“AUNT LUCIA” WENT OVER BIG IN CRANBROOK – Played To Good House At Each Performance – Drama and Features Showed What Cranbrook Talent Can Do When It Rises To Occasion
Someone has said that “A little nonsense now and then is relished by the best of men.” This seems to hold true in the production of “Aunt Lucia.” played here on Thursday, Friday and Saturday evenings of last week, with a matinee for the children Wednesday evening. It was not a heavy drama by any means but it evoked plenty of fun, and each performance went over well. Saturday night the Auditorium was taxed to its full seating capacity.
The show opened with a baby pageant with dramatic readings by Mrs J. Norgrove. An interesting scene was unfolded when the curtain rose on the stage filled with little children grouped as if ready for slumberland. It was a pretty scene, and Mrs. Norgrove fitted into the picture admirably.
In the play proper George Macdonald took the role of Jerry Watson as “Aunt Lucia,” and unstinted praise was given him for his perfect handling of a very difficult part, and to the fact that he did not overdo it, which in less capable hands might have been the result. Others in the cast were Bill Taylor, as George, a college student; Lorne Watson, as Dick, a football star; Beulah Hill, as Molly, Dick’s girl; Louise Robertson, as Betsy, George’s girl; Gracie McNeil as Ethelyn, Jerry’s girl; Mrs. P.W. Willis, as Dean Howard; A.C. Shankland, as Professor Gaddis; Dr. Fergie, as Dr. Seamore; Mrs. G.F. Marsh, as Mrs. Seamore; Bert Sang, as Mr. Butter and Egg; T. Godfrey, as Mr. Collins; Dr. Mittun, as first freshman; Tommy Moore, as second freshman; Don Burton, as glee club president; Jack Atchison, as fraternity president; Ian Cameron, as cheer leader; Gordon Hanna, as college sheik. All took their parts well and each deserves a paragraph, but lack of space forbids. Mrs. Willis and Art Shankland both gave evidence of outstanding histrionic ability. The play was a scream from start to finish. The plot is set around a case of mistaken identity and offers a vehicle for many amusing saituations.

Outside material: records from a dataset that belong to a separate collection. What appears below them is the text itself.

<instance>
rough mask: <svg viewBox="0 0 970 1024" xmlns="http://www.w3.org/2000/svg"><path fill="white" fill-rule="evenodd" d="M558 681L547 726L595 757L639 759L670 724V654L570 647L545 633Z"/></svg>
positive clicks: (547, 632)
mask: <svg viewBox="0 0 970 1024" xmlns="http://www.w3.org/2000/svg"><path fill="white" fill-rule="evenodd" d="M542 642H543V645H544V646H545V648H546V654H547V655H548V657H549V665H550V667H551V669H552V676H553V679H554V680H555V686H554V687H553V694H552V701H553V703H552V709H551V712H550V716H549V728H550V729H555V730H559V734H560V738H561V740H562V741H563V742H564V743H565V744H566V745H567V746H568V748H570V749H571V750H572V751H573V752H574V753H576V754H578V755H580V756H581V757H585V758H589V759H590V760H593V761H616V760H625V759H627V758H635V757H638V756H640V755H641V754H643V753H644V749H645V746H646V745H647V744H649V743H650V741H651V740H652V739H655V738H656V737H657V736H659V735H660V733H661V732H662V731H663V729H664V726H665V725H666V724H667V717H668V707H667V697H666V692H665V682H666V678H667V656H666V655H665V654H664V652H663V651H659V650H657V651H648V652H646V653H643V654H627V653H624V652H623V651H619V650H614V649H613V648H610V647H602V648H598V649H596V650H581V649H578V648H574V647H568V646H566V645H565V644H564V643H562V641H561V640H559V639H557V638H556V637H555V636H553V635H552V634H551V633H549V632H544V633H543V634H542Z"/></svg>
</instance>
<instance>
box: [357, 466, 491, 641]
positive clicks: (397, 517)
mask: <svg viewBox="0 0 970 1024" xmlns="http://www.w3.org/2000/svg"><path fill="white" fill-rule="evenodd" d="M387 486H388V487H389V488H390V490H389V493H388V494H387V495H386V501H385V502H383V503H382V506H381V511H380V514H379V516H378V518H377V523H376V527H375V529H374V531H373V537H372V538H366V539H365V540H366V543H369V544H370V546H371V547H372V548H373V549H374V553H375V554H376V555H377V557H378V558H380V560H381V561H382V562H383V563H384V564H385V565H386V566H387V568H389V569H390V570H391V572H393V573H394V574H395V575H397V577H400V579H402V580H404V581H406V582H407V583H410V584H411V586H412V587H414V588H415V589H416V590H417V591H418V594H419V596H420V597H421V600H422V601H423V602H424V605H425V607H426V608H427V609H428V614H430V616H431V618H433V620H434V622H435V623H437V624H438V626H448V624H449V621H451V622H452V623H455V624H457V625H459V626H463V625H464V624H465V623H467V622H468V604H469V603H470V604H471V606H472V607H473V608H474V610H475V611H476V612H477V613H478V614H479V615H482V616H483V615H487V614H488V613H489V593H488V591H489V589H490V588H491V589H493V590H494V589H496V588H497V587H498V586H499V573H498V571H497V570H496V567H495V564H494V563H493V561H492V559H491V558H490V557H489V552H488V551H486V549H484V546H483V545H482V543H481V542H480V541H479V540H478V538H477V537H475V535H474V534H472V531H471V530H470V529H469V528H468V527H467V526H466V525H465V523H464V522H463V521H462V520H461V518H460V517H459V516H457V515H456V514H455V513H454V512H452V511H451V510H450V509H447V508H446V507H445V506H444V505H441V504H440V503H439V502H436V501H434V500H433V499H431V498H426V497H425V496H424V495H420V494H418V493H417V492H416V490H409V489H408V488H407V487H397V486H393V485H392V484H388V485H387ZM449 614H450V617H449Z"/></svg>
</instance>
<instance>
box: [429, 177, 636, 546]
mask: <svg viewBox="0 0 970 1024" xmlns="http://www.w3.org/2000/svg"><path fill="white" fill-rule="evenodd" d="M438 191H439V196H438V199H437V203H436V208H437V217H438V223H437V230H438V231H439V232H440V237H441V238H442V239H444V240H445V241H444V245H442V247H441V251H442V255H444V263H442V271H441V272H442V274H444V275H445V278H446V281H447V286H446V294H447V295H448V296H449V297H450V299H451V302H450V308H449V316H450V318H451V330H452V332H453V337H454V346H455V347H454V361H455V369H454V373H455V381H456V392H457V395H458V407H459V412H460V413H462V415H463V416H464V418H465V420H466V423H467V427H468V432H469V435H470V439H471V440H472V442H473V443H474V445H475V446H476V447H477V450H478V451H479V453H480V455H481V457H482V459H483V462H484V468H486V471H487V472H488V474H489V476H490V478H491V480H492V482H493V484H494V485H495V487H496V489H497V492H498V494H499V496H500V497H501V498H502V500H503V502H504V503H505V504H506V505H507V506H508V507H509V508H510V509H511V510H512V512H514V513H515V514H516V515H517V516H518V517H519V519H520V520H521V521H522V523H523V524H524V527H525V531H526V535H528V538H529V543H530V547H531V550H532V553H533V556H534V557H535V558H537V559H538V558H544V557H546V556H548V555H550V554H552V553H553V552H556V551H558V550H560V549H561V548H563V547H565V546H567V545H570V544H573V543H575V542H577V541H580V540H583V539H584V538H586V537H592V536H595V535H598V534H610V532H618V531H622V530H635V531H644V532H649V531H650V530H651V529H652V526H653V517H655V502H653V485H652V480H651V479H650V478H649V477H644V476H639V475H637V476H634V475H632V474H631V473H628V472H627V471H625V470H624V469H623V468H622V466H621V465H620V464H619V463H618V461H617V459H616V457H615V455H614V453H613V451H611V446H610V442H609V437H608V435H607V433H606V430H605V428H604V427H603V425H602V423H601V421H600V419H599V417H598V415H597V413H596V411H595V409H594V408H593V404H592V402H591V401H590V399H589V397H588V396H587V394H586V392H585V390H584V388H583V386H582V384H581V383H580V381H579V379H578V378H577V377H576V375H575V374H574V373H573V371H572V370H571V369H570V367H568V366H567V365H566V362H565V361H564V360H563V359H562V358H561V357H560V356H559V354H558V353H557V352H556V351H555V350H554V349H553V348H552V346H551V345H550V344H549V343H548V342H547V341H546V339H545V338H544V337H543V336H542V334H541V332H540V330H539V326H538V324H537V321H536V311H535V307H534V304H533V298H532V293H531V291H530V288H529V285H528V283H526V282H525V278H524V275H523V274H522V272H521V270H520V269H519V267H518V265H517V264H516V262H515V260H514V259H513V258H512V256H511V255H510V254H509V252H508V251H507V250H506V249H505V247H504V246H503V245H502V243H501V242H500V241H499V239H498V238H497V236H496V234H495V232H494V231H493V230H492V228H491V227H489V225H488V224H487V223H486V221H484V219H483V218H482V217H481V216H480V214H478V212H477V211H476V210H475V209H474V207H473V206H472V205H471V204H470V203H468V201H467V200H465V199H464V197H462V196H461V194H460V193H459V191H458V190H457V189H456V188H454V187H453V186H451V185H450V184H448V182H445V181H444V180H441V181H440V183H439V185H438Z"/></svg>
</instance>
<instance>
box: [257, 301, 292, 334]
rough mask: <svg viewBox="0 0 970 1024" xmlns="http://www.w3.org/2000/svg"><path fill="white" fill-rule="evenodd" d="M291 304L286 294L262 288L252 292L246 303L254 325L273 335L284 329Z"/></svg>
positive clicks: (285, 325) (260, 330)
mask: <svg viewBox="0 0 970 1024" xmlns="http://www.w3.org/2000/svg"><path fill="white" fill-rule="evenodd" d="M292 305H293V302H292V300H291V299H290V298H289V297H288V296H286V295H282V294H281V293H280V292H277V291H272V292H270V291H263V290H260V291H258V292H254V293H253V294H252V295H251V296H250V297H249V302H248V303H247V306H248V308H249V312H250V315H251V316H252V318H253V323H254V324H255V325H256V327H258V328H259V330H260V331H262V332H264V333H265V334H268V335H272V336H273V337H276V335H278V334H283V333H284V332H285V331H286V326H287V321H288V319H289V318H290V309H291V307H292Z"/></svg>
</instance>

The choruses were bright and snappy. The girls taking part were: Pearl Sang, Evelyn Ward, Celina Dixon, Kathleen Haley, Bessie Johnson, Lois Dixon, Enid Shankland, Oeggy Johnston, Harriet Home.
Men’s chorus: Jack McLaren, Al McBroom, Don Burton, Don Bentley, Dr. Fergie, Doug. Gray, Eddie Taylor, Ian Cameron, Joe Little.
Flappers Make Hit
The college flappers made an instantaneous hit. All are accustomed to seeing Doc. Miles, Charlie Little, Bill Harris and the others saunter along Baker street. But dress these same men in rich evening gowns, with high heeled shoes and silk hosiery and you have a transformation scene that is bewildering even to their closest friends. Those taking part were: C.J. Little, as sorority president; Bill Harris, as Peaches Browning; Dr. Miles, as Gloria Swanson; Sully Sullivan, as gold digger; Dutch Harris, as conceited junior; Doug. Gray, as Powerful Katrinka; Eddie Taylor, as Clara Bow; Bill Willis, as “Maggie”; Gordon Hanna, as Matilda Jane; Charlie Thomas, as Rio Rita; and Tommy Moore as Ruth Chatterton. Introduced by Doc. Mittun, the college freshman with the Swedish dialect, the flappers strutted their stuff across the stage, and Doc. Miles was presented with a bouquet in the form of a nice head of cauliflower.
Specialty dancing was done by Alan DeWolf and his daughter Gladys, and Suzanne Staples, all three receiving rounds of applause.
In the milkmaids’ chorus were: Hazel Bowley, Evelyn Bowley, Sylvia Baker, Pauline Bowness, Grace Baker, Madeline Woodman, Tiny Rutledge, Lois Graham, Audrey Collier, Edna Collier.
Orchestra Deserves Credit
Due credit must be given to the members of the local orchestra who devoted their time and their talents to the affair. This was composed of Vic. Edwards, piano; Roy Linnell, first violin; A.E. Turner, second violin; Miss Wanda Fink, cello; D.A. Kay, slide trombone; Walter Ingles, drums.
At the conclusion of Saturday night’s performance, and just before the drop of the curtain, Miss Jean Hollingsworth, who directed the play, was introduced to the house and received a hearty round of applause from the cast, with which she had worked, and from the audience for the results of her untiring efforts.
From a financial point the play was a success. The net receipts amounted to $454.00, of which one-half, or $227.00, goes to the local Gyro Club.